Because each individual aquaporin moves a relatively small amount of water, cells that need high water flow pack their membranes densely, sometimes reaching 10,000 aquaporin channels per square micron of membrane surface. Your body expresses about a dozen types of aquaporins, concentrated in tissues where rapid water transport is essential: kidney tubules, salivary glands, the lining of the lungs, the eye’s cornea and lens, and the digestive tract. They also appear in less obvious places like red blood cells, fat cells, and the supportive cells of the brain and spinal cord.
Osmosis in Your Kidneys
Your kidneys are one of the most osmosis-dependent organs in the body. Every day, they filter a massive volume of fluid from your blood, then reclaim most of the water before it reaches the bladder. About 70% of filtered water is reabsorbed in the first stretch of the kidney’s filtering tubes (the proximal tubule), and another 20% is recovered in a deeper loop-shaped section called the thin descending limb of Henle.
This descending limb is impermeable to dissolved salts but highly permeable to water. As filtered fluid passes through it, the surrounding kidney tissue has a progressively higher concentration of solutes, creating an osmotic gradient that pulls water out of the tube and back into the body. This gradient is generated and maintained by a counter-current system that concentrates salts in the tissue around the loop. The result is that urine becomes more concentrated as it moves deeper into the kidney, and the body conserves water without needing to actively pump it.
How Osmosis Keeps Plants Upright
Plants rely on osmosis for their structural support in a way that animals don’t. When a plant cell absorbs water by osmosis, the expanding water pushes the cell membrane outward against the rigid cell wall.
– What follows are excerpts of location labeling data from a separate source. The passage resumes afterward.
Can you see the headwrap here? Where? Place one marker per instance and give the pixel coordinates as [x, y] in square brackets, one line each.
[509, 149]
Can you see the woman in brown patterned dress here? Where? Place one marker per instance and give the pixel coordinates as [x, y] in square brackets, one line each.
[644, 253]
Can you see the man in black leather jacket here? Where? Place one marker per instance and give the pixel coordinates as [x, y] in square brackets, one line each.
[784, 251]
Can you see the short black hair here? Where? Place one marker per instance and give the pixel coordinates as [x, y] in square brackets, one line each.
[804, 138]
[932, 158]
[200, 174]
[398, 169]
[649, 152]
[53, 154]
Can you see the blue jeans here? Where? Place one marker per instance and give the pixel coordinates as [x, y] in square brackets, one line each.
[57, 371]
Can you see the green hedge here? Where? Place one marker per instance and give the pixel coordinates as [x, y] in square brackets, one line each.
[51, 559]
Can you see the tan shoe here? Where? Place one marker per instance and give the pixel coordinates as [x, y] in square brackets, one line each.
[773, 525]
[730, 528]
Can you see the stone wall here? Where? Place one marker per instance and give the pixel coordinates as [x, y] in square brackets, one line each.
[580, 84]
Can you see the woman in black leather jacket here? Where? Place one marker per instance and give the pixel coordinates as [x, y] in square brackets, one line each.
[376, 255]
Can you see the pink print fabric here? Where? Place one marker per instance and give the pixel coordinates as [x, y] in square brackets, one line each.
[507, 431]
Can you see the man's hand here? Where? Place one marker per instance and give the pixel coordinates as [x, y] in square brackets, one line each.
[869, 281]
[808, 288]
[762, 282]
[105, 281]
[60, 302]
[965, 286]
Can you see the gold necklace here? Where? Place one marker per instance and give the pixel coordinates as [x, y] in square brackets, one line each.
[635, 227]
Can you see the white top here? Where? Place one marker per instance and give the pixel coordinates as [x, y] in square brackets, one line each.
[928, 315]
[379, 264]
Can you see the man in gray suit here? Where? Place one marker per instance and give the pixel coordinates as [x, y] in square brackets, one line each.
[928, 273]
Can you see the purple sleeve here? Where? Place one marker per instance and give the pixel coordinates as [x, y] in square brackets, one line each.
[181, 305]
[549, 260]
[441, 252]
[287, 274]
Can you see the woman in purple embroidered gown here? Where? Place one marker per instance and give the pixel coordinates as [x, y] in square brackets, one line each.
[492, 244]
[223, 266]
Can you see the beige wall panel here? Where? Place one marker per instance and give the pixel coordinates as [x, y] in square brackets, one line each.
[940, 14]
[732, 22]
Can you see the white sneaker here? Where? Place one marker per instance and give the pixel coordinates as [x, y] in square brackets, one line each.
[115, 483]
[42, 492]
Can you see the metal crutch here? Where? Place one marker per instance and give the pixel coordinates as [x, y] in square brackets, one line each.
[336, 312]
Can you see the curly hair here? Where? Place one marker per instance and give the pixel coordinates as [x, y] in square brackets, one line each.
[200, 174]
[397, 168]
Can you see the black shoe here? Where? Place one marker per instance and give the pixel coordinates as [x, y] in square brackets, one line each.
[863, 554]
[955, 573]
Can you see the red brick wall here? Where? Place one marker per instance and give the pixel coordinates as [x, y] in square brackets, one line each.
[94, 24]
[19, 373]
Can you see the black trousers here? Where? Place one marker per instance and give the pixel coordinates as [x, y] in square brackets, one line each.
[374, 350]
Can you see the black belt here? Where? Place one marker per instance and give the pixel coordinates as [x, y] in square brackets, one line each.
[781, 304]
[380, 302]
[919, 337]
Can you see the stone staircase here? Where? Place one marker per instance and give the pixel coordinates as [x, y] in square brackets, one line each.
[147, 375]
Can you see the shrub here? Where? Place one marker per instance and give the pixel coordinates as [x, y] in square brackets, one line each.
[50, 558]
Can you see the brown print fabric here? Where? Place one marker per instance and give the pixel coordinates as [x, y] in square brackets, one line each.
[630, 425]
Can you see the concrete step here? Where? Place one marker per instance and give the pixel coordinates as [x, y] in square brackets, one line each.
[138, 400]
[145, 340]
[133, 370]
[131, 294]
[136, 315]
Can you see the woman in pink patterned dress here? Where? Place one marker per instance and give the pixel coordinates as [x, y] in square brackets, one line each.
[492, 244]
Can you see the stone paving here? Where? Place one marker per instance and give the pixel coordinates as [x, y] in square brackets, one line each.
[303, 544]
This internal pressure, called turgor pressure, is what makes plant tissue feel firm and keeps stems, leaves, and petals from drooping.
Turgor pressure serves two roles. At the level of individual cells, it stretches the cell wall and is thought to be the primary force driving cell growth. At the tissue level, the combined pressure from millions of turgid cells gives the plant its shape and structural strength. The outermost layer of cells bears the most mechanical stress, acting like a pressurized skin that holds the internal tissue together. When water is scarce and cells lose turgor, the tissue softens and the plant wilts. This is why a dehydrated houseplant droops but perks back up within hours of watering: the cells rapidly regain water through osmosis and re-pressurize.
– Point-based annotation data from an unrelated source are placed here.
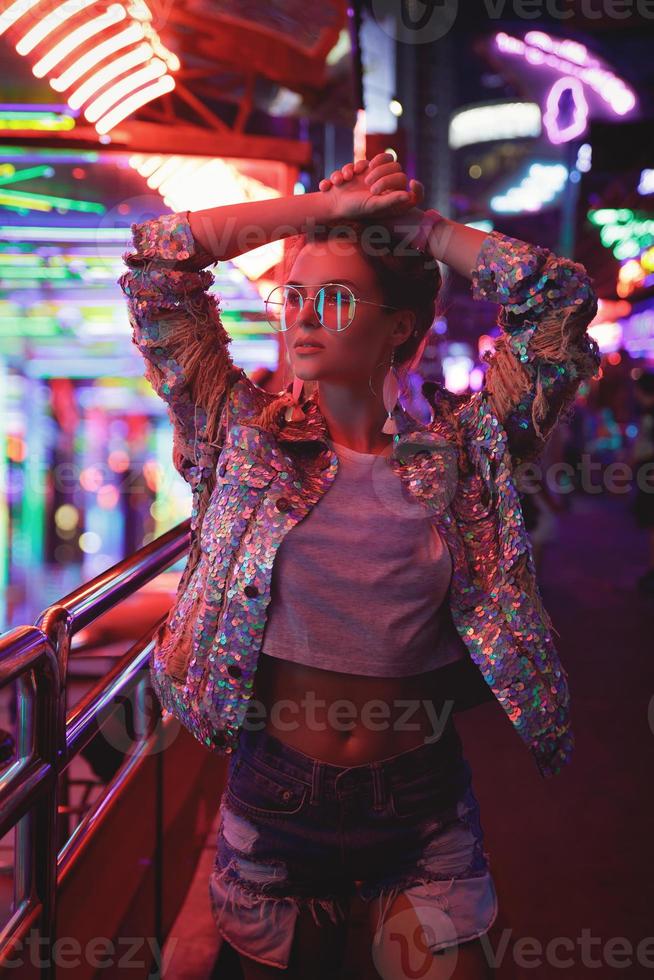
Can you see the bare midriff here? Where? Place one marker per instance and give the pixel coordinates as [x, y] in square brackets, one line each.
[345, 719]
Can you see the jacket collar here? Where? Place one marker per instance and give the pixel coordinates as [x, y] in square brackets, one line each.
[313, 427]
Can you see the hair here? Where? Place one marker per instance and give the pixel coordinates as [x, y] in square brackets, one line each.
[408, 280]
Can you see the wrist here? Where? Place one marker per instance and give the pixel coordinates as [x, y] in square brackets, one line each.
[320, 206]
[438, 233]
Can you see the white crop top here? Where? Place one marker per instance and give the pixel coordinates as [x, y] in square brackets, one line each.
[360, 584]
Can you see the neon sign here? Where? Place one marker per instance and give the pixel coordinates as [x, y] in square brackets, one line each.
[111, 94]
[572, 61]
[558, 132]
[541, 185]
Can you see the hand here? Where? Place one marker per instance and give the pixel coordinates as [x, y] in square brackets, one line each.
[377, 188]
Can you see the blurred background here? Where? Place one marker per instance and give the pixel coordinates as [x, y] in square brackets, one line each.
[535, 119]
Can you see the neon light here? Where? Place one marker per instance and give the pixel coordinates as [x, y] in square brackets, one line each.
[623, 231]
[113, 15]
[541, 185]
[18, 9]
[552, 54]
[562, 134]
[92, 58]
[107, 74]
[155, 69]
[4, 509]
[51, 23]
[45, 202]
[607, 334]
[200, 182]
[584, 158]
[134, 102]
[509, 120]
[646, 183]
[638, 333]
[9, 174]
[114, 104]
[43, 121]
[11, 233]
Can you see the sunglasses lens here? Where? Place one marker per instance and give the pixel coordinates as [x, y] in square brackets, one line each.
[282, 307]
[335, 307]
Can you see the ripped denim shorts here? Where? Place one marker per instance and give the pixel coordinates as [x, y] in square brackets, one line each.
[297, 833]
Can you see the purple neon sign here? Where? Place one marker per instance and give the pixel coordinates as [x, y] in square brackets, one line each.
[572, 60]
[565, 90]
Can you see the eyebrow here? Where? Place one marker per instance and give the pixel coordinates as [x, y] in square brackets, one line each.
[338, 282]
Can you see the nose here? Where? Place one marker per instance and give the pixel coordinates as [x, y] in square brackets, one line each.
[307, 314]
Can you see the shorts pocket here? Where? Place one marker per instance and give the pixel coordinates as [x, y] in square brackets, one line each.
[262, 794]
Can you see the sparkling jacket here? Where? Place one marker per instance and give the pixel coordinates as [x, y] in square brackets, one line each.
[251, 484]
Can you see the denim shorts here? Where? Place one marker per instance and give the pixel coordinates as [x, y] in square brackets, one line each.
[297, 833]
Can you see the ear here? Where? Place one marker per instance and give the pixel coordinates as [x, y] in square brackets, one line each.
[404, 326]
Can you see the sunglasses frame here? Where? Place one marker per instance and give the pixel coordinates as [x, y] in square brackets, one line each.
[323, 285]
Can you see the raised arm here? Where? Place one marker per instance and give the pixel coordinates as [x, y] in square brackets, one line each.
[544, 352]
[175, 320]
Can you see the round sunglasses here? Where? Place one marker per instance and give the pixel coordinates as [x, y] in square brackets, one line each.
[334, 305]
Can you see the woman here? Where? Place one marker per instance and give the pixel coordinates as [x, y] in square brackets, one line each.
[349, 560]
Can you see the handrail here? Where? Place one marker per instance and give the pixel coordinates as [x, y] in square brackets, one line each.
[37, 658]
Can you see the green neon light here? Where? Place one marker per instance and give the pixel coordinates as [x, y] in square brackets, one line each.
[28, 174]
[4, 510]
[45, 234]
[11, 151]
[605, 216]
[43, 273]
[24, 199]
[621, 230]
[56, 124]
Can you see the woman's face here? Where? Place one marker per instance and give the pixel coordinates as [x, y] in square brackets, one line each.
[353, 354]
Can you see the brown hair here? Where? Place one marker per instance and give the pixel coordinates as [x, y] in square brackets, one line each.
[408, 279]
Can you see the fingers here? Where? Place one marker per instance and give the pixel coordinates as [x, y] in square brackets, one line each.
[374, 173]
[418, 191]
[391, 182]
[380, 159]
[387, 202]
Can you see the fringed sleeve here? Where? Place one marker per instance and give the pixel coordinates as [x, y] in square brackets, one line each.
[544, 352]
[177, 328]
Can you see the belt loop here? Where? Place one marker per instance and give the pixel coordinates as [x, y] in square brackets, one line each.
[379, 785]
[317, 781]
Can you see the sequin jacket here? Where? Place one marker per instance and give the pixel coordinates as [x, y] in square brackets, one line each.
[252, 484]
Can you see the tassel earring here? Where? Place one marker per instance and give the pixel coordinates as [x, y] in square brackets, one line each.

Reverse Osmosis: Working Against the Flow
Osmosis naturally moves water toward higher solute concentrations, but applying enough external pressure can force it in the opposite direction. This is the basis of reverse osmosis, used widely in water purification and desalination. By pushing saltwater against a semi-permeable membrane at high pressure, pure water is forced through while salts and contaminants are left behind.
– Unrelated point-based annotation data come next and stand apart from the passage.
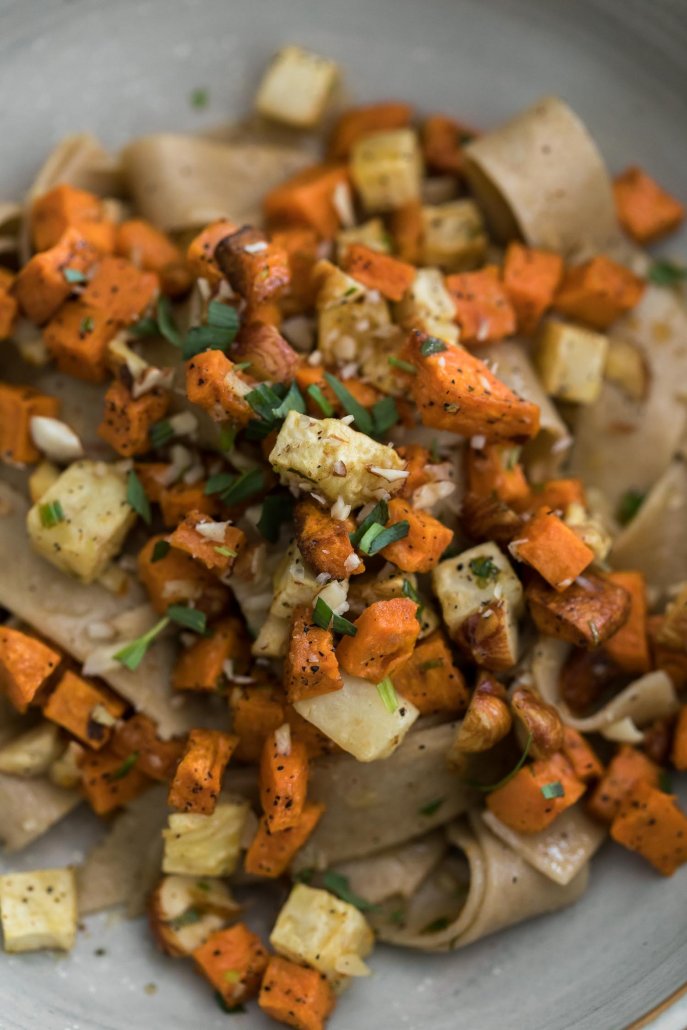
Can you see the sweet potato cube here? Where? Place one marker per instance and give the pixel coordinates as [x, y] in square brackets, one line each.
[552, 548]
[386, 632]
[645, 210]
[233, 960]
[26, 665]
[197, 782]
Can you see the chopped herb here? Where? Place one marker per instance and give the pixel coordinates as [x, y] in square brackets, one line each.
[132, 654]
[386, 691]
[484, 570]
[379, 514]
[187, 617]
[666, 273]
[387, 537]
[127, 765]
[551, 790]
[161, 433]
[433, 808]
[362, 416]
[338, 884]
[136, 496]
[161, 550]
[629, 505]
[432, 346]
[50, 514]
[399, 363]
[315, 392]
[74, 275]
[199, 97]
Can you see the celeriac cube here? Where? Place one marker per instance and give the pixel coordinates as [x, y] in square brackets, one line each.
[38, 910]
[329, 457]
[318, 929]
[453, 236]
[386, 169]
[205, 846]
[570, 361]
[92, 496]
[428, 305]
[297, 87]
[356, 719]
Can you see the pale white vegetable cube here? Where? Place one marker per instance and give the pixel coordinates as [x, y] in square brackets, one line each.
[205, 846]
[38, 910]
[428, 305]
[570, 361]
[97, 517]
[454, 236]
[356, 719]
[386, 169]
[307, 450]
[318, 929]
[297, 87]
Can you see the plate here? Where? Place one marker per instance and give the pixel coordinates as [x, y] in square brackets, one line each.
[124, 68]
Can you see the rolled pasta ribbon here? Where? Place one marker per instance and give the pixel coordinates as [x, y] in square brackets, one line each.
[501, 889]
[541, 176]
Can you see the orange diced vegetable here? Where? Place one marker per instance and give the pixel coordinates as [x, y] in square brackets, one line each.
[127, 420]
[624, 770]
[426, 540]
[378, 271]
[456, 391]
[283, 782]
[598, 292]
[651, 823]
[581, 755]
[385, 637]
[431, 681]
[216, 554]
[552, 548]
[271, 853]
[83, 709]
[234, 961]
[310, 666]
[18, 406]
[152, 250]
[121, 289]
[645, 210]
[44, 283]
[530, 279]
[307, 199]
[66, 207]
[629, 646]
[299, 997]
[522, 802]
[205, 664]
[26, 665]
[78, 337]
[495, 472]
[482, 307]
[197, 782]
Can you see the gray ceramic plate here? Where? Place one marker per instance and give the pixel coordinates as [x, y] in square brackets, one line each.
[123, 67]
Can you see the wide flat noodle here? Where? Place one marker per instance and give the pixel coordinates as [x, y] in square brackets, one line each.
[655, 542]
[122, 868]
[561, 850]
[62, 609]
[550, 448]
[652, 696]
[185, 181]
[503, 890]
[374, 805]
[31, 807]
[542, 176]
[647, 432]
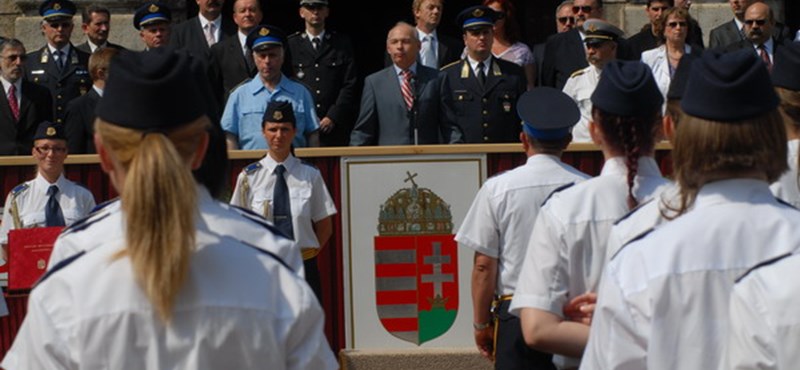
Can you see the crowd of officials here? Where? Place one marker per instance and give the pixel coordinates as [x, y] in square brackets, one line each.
[626, 270]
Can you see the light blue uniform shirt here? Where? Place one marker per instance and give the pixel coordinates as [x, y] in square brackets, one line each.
[246, 105]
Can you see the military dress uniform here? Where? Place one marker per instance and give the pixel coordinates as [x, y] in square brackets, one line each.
[216, 315]
[25, 204]
[330, 75]
[309, 200]
[64, 84]
[580, 87]
[485, 114]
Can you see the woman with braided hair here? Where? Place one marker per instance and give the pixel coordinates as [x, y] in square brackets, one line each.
[566, 252]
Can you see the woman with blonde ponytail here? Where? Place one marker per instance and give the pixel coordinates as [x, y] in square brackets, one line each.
[161, 280]
[566, 252]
The pressure required depends on how salty the source water is. Brackish (mildly salty) water requires 15 to 30 bar of pressure, while seawater desalination demands 55 to 70 bar, roughly 55 to 70 times normal atmospheric pressure. That high pressure is needed to overcome the natural osmotic pressure of seawater, which would otherwise pull water back toward the salt. The same principle operates in household reverse osmosis filters for drinking water, though at much lower pressures since tap water has far fewer dissolved solids than seawater.